Equilíbrio entre abertura e isolamento
A forma determina hierarquias e níveis de conforto.
4. Visão II (mundo exterior)
Vidro na Holanda: o exterior vê o interior e vice-versa.
Ampliar o alcance da visão: cantos de encontro da parede e teto, parapeito baixo.
5. Visão III
Arquitetura como convite a adentrar o edifício
Clarabóia: iluminação e contato exterior
“Nossa arquitetura deve ser capaz de acomodar todas essas diversas situações que afetam a maneira como um edifício é entendido e usado. Ela não só deve ser capaz de adaptar-se às condições mutáveis do tempo e às diversas estações, como deve também adequar-se para ser usada tanto durante o dia quanto durante a noite”
“O projeto definitivo deve estar harmonizado com todos os dados intelectuais e emocionais que o arquiteto possa imaginar, e deve relacionar-se com todas as percepções sensoriais do espaço”
“Ao mostrar como as coisas funcionam (água escorrendo na escada) e, assim, trazê-las à superfície, o mundo à nossa volta pode ser lido e decodificado. A arquitetura deve explanar, desvendar.”
“A abstração da forma é sempre acompanhada pela redução de informações sobre a maneira como funciona.” (tubulação)
“Tendência na arquitetura de tornar a forma mais abstrata num esforço para alcançar a simplificação sempre implica o risco de perda da força expressiva”.
Expor o “esqueleto” da construção.
6. Equivalência
Equivalência: pessoas ou coisas diferentes a que damos valor igual e que se pode classificar de acordo com um sistema de valor sem que isto resulte em desigualdade.
Conteúdo do lado direito é o mesmo que o do lado esquerdo
“Só partindo de cada elemento individual, e fazendo-o contribuir por si próprio para o todo, é que se pode obter um ordenamento em que cada componente, pequeno ou grande, pesado ou leve, tenha seu lugar apropriado de acordo com o papel específico que desempenha dentro do todo.”

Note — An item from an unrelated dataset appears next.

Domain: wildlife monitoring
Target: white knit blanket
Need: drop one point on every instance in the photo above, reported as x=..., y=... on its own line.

Hierarquia: arquitetura como forma de perpetuar e impor poder.
Mesa redonda x retangular: redunda oferece condições iguais a todos que se sentam
“Em nosso trabalho devemos sempre procurar atingir a qualidade em tantos níveis quantos se fizerem necessários, para criar um ambiente que não sirva exclusivamente a um grupo particular de pessoas, mas a todos. A arquitetura deve ser generosa e convidativa para todos, sem distinção.”